Ich sehe das ähnlich und habe auch nicht die Absicht, die Liebe zu predigen. Das tun die Christen ja ganz gerne und das meistens ziemlich heuchlerisch. Es gibt Leute, die die Adorno-Position für zu idealistisch halten - möglicherweise ist das richtig, aber diese Sichtweise bringt einen auch schnell in die Nähe des Nihilismus.
Wenn man z.B. die moralische Verkommenheit kritisiert, muss man natürlich auch eine Vorstellung davon haben, was besser wäre. Das kann man zum Beispiel in Form von Idealen oder Utopien ausdrücken. Als Linker dürften dir diese Begriffe ja nicht unbekannt sein. Dazu zählt u.a. die Idee einer Welt, die nicht auf Konsum und VerWERTung von Mensch und Natur beruht.
Dass wir davon weit entfernt sind, weiß ich auch und ich mache mir keine Illusionen, dass sich das sobald ändern wird. Daher gebe ich dir recht: was die Menschen unternehmen, um in einer zynischen und perfiden Welt emotional nicht unterzugehen, sollte man akzeptieren und tolerieren, soweit das nicht selber inhuman ist. Aber es geschieht aus einer Not heraus und daher ist es nicht ideal und ein Grund, die Verhältnisse, die dies erzwingen, zu kritisieren. Nochmal: es geht mir darum, das System zu kritisieren und nicht seine Opfer.
Andreas
 
8 joachim_von_der_lust 22.Aug. - 00:15
Also aus Deinem recht langen Text entnehme ich, Du möchtest geliebt werden und einen Zustand haben, unter dem Du geliebt würdest. Wie soll dieser Zustand aussehen?

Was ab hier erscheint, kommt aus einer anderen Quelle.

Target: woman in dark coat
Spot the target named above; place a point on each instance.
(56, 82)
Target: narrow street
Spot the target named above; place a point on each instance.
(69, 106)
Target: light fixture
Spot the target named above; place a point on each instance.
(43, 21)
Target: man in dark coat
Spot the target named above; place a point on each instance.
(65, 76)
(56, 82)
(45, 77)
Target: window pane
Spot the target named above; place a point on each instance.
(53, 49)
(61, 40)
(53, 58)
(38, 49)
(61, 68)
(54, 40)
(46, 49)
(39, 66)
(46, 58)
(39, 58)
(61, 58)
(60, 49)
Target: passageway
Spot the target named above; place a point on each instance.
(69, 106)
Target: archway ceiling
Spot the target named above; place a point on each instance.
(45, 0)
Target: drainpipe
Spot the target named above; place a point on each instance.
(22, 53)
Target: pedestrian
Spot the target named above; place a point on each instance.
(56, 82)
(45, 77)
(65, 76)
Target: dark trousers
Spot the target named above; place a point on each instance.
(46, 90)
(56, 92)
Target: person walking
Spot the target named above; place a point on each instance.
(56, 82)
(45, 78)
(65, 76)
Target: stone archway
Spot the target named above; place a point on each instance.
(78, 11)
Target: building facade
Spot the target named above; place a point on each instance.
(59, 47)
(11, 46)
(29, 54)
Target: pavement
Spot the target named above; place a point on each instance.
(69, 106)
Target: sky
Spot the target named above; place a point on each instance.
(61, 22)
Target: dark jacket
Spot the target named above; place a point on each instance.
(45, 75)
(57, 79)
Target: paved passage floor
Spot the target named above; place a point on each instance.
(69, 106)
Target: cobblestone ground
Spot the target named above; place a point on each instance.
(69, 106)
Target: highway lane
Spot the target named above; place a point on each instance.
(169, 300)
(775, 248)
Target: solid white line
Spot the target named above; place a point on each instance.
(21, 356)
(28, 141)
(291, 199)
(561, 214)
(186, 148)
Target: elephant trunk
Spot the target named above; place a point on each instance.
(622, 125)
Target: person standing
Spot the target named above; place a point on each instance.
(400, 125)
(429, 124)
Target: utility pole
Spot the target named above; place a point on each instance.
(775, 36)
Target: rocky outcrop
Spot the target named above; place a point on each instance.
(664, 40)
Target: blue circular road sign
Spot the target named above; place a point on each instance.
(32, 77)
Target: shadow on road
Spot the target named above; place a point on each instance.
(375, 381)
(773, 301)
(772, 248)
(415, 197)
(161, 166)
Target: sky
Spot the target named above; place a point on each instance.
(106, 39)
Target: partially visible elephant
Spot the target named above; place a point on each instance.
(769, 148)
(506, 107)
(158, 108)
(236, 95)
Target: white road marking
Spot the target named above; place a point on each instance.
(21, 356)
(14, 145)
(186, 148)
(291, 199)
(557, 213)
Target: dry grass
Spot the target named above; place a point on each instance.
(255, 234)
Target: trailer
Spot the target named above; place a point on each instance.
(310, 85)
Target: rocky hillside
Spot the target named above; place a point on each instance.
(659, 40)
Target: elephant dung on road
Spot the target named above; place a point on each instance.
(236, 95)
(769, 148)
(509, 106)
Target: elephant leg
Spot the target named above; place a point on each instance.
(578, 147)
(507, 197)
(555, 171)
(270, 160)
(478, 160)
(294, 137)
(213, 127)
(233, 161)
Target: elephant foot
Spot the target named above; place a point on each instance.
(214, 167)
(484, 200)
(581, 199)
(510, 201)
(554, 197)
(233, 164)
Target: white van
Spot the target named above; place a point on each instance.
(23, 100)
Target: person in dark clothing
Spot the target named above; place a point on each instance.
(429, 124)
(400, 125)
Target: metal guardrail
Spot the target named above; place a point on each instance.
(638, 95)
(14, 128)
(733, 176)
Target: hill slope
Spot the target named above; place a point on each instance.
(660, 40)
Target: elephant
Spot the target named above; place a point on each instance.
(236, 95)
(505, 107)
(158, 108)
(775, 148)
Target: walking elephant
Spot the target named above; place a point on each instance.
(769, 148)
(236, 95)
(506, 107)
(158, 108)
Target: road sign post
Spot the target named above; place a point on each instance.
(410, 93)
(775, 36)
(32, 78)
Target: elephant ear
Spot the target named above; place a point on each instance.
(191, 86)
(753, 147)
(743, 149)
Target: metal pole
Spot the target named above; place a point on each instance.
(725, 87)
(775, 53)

Als Linker gehe ich so nicht vor. Ich sehe, dass die gesamte Gesellschaft so aufgebaut ist, dass die Geldstöme in eine ganz bestimmte Richtung fließen und dass die einen sich alles kaufen können, auch das geliebt Werden, die anderen eher nicht.
Wenn die materiellen Werte in einer Gesellschaft gerechter verteilt würden, würdest Du dann mehr geliebt werden?

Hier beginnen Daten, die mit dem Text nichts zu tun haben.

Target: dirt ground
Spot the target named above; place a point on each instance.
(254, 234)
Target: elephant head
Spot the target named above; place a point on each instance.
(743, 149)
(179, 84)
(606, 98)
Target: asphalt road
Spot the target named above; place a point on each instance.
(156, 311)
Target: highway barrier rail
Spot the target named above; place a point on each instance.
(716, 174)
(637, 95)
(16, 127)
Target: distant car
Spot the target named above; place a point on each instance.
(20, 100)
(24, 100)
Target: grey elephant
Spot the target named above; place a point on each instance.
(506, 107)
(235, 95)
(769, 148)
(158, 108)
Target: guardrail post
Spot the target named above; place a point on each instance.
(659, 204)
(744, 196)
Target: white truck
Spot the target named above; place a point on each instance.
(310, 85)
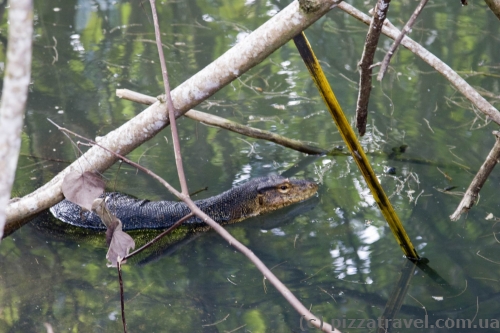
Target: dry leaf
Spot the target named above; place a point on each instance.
(119, 242)
(82, 189)
(120, 245)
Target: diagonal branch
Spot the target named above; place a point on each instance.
(15, 92)
(170, 105)
(366, 62)
(229, 125)
(458, 82)
(285, 292)
(477, 183)
(256, 47)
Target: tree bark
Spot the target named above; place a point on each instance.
(14, 95)
(243, 56)
(366, 62)
(460, 84)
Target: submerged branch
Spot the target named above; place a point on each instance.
(229, 125)
(354, 146)
(366, 64)
(285, 292)
(458, 82)
(170, 104)
(256, 47)
(477, 183)
(14, 95)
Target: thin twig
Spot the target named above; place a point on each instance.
(213, 120)
(458, 82)
(397, 41)
(365, 64)
(477, 183)
(285, 292)
(170, 104)
(121, 296)
(217, 322)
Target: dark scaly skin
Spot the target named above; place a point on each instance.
(257, 196)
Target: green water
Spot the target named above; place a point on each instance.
(337, 254)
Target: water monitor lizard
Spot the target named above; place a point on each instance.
(255, 197)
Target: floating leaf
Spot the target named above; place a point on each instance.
(119, 242)
(82, 189)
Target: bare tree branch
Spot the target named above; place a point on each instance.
(170, 105)
(285, 292)
(229, 125)
(460, 84)
(256, 47)
(14, 95)
(366, 62)
(480, 178)
(397, 41)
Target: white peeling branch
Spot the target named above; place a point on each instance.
(456, 80)
(229, 125)
(252, 50)
(14, 95)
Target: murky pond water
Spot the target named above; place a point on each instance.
(335, 252)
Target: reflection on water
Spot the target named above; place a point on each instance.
(335, 252)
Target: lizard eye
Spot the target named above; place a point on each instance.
(284, 188)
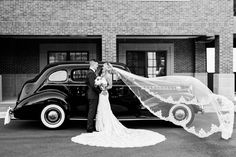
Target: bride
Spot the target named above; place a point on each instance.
(109, 131)
(160, 95)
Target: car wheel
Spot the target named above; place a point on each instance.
(53, 116)
(182, 114)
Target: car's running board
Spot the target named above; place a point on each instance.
(121, 119)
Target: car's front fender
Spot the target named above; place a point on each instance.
(44, 97)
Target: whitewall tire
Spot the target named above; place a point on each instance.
(182, 114)
(52, 116)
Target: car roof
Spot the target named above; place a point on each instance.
(79, 63)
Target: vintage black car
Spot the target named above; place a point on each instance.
(58, 94)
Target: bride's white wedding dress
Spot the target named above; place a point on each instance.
(111, 133)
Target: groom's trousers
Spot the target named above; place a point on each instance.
(92, 110)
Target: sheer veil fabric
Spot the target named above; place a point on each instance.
(217, 111)
(160, 95)
(111, 133)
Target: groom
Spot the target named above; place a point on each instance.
(92, 95)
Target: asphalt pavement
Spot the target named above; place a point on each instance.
(29, 139)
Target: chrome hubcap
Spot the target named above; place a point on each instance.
(180, 114)
(53, 116)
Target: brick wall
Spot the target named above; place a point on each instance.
(14, 54)
(116, 17)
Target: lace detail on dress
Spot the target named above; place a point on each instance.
(111, 133)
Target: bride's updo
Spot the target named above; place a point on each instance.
(107, 67)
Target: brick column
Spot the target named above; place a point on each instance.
(0, 88)
(200, 62)
(109, 47)
(224, 77)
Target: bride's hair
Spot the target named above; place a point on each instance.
(107, 67)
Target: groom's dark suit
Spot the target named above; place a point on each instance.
(93, 95)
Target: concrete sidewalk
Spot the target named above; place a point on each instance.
(11, 103)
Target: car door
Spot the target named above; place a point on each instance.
(77, 86)
(123, 102)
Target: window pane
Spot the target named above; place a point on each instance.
(79, 74)
(58, 76)
(79, 56)
(57, 56)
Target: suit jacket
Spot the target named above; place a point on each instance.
(92, 91)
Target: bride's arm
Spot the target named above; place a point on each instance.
(109, 81)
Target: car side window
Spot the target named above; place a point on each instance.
(58, 76)
(79, 74)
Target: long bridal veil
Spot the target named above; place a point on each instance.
(183, 100)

Ich glaube nicht. Weshalb solltest Du mehr geliebt werden? Was wäre denn das Liebenswerte an Dir?
Wir haben nicht das Recht, geliebt zu werden. Alleine zu sein, ist der Normalzustand. Kurze glückliche andere Zustände, sind die Ausnahme. Das ist ein wertvolles Geschenk.

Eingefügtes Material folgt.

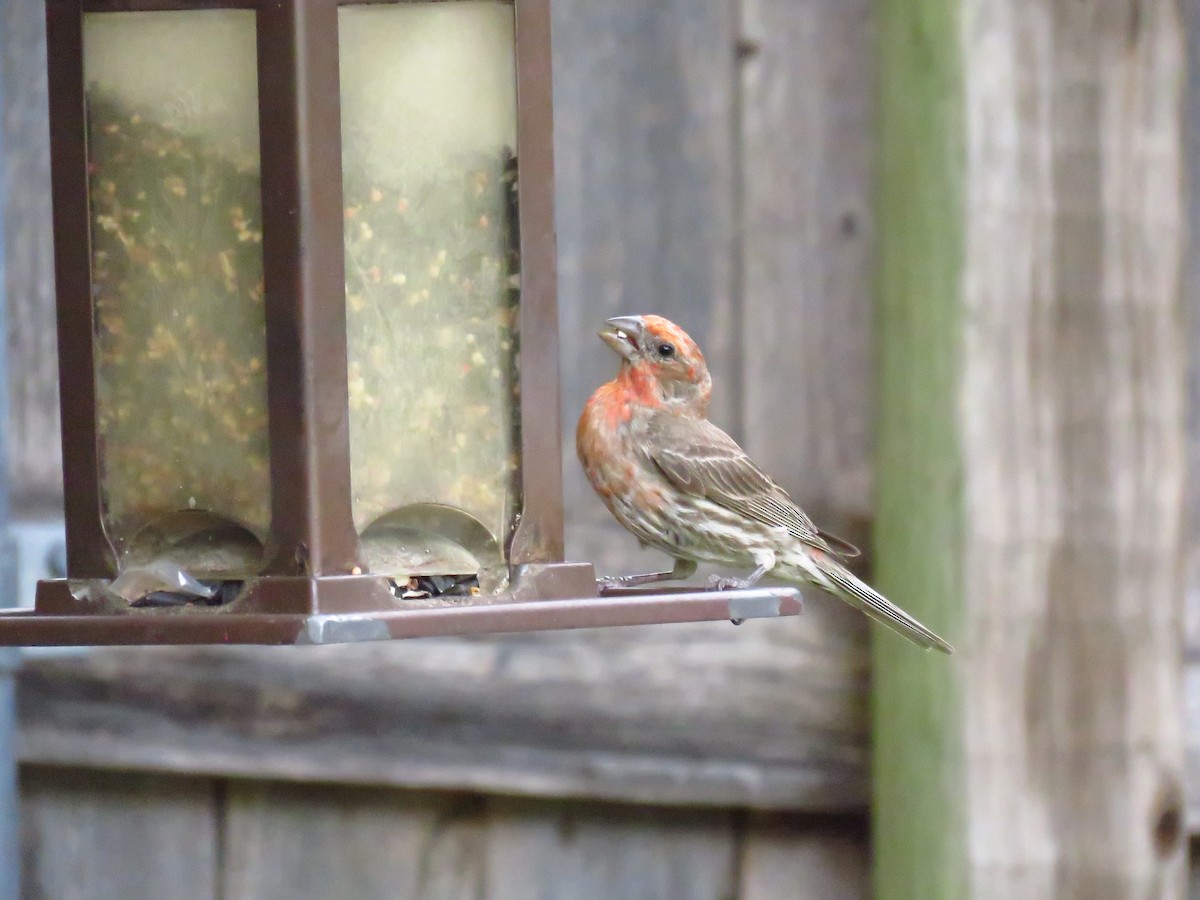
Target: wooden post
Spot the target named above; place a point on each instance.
(1030, 460)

Der Begriff Liebe ist mir suspekt. Er ist verschwommen und wird für Vieles genutzt.
Ich trenne sexuelle Lust und den Wunsch danach erst einmal von der Sehnsucht nach zwischenmenschlicher Verbindlichkeit.
Das eine zieht nicht unbedingt das andere nach sich.
Es gibt berechtigte sexuelle Lust ohne Beziehung und Bindung, wir spüren sie ja sogar, ohne dass überhaupt ein Mensch in Sicht ist, und die ist nicht schlechter oder besser als die in Beziehungen eingebettete LUST, die bekanntlich nicht von Dauer ist. Und es gibt sehr enge Beziehungen völlig ohne sexuelle LUST.
Würdest Du Dich denn wirklich in einer solchen Welt selber wohl fühlen, die so wäre, wie Du sie Dir erträumst? Nun gut, sie kommt ohnehin nicht.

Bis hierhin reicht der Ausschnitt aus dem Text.